Thursday, 31 July 2008

Is it siblicide time?

You know those times when you look away?

There's a scene in The Wind that Shakes the Barley where fingernails are being pulled out with pliers and an entire cinema crowd turns away at once. Gentlemen and less gentlemen will acknowledge a blow to another's anatomy which makes you seek to cover your own delicate areas.

That kind of "there but for the" feeling is what many non-Labour political types will be feeling right now. Miliband's wee tantrum rebellion turns out to be more than a wee tantrum with rumours of the ghost of Christmas past backing it along with other "colleagues". When the outriders turn their attention in concert to the target, it's fair to assume that the bunker has been occupied and there's about to be blood on the family heirlooms - Miliband is unlikely to survive the fallout but it will be messy.
I did love the charming naivety of the Home Secretary when talking about the possibility of a challenge to Brown:

"I don't think that's what we want at a time when people are worried about the economy."
On top of that there's the continuing financial crisis at Labour UK (£19 million in debt - £19 million!) which threatens to send the whole of the party careering into oblivion. It got so bad that the Labour party in Scotland had no dinner in all of 2006, according to note 6 on page 13 of the annual accounts.
Then there's the collapse in their membership - sitting at 158,868 UK-wide at the end of June this year, compared to 407,000 in 1997 - a drop of 61% in 11 years. They don't publish Scottish figures, but a population share of their UK figure, assuming Scotland to be 9% of the UK population would give them 14,298 members - the same size as the SNP except that the SNP is increasing in size and Labour is shrinking.
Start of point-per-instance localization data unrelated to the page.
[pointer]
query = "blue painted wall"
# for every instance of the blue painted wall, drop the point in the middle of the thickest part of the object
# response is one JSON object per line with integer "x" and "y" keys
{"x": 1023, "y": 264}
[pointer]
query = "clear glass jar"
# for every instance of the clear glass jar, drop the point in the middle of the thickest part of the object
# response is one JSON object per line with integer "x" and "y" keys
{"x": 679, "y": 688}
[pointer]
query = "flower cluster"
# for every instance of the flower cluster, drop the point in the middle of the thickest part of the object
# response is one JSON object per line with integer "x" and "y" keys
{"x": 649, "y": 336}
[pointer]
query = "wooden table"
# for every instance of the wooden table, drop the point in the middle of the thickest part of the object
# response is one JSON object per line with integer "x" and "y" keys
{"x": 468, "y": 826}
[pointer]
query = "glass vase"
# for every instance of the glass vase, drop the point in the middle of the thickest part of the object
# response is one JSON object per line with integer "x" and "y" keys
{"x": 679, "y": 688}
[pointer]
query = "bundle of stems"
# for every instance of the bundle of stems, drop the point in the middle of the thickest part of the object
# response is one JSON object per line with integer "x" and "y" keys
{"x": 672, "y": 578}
Looking at Labour's Scottish accounts, however, tells a different story - membership and subscription fees for Scotland fell from £123,076 in 2006 to £114,403 in 2007. That figure includes "Fees received from MPs and MSPs", but that isn't quantified, so we'll have to treat the whole lot as membership income. Labour's membership fees are £36 a year with a concessionary rate of £12 a year. If every member paid the full rate there would be 3,178 Labour members in Scotland; if every member paid the concession there would be 9,534 Labour members in Scotland. The true figure will be somewhere in between (remembering that there will also be an adjustment for MPs and MSPs). No wonder Labour membership numbers in Scotland are secret.
Just to compound the woe, Cathy Jamieson, so far the most competent of Labour's Scottish leadership hopefuls, made a right pigs ear of a press conference, and Andy Kerr turned into Sherlock Holmes:
"What I have learned is that there are a multitude of reasons why people have become disillusioned and have either not turned out to vote or have voted against us,"
By far the worst start, however, was made by Iain Gray - he's got the support of George Foulkes and Rhona Brankin.
These are the old heads on young shoulders, the creme de la creme of Labour - such little spark!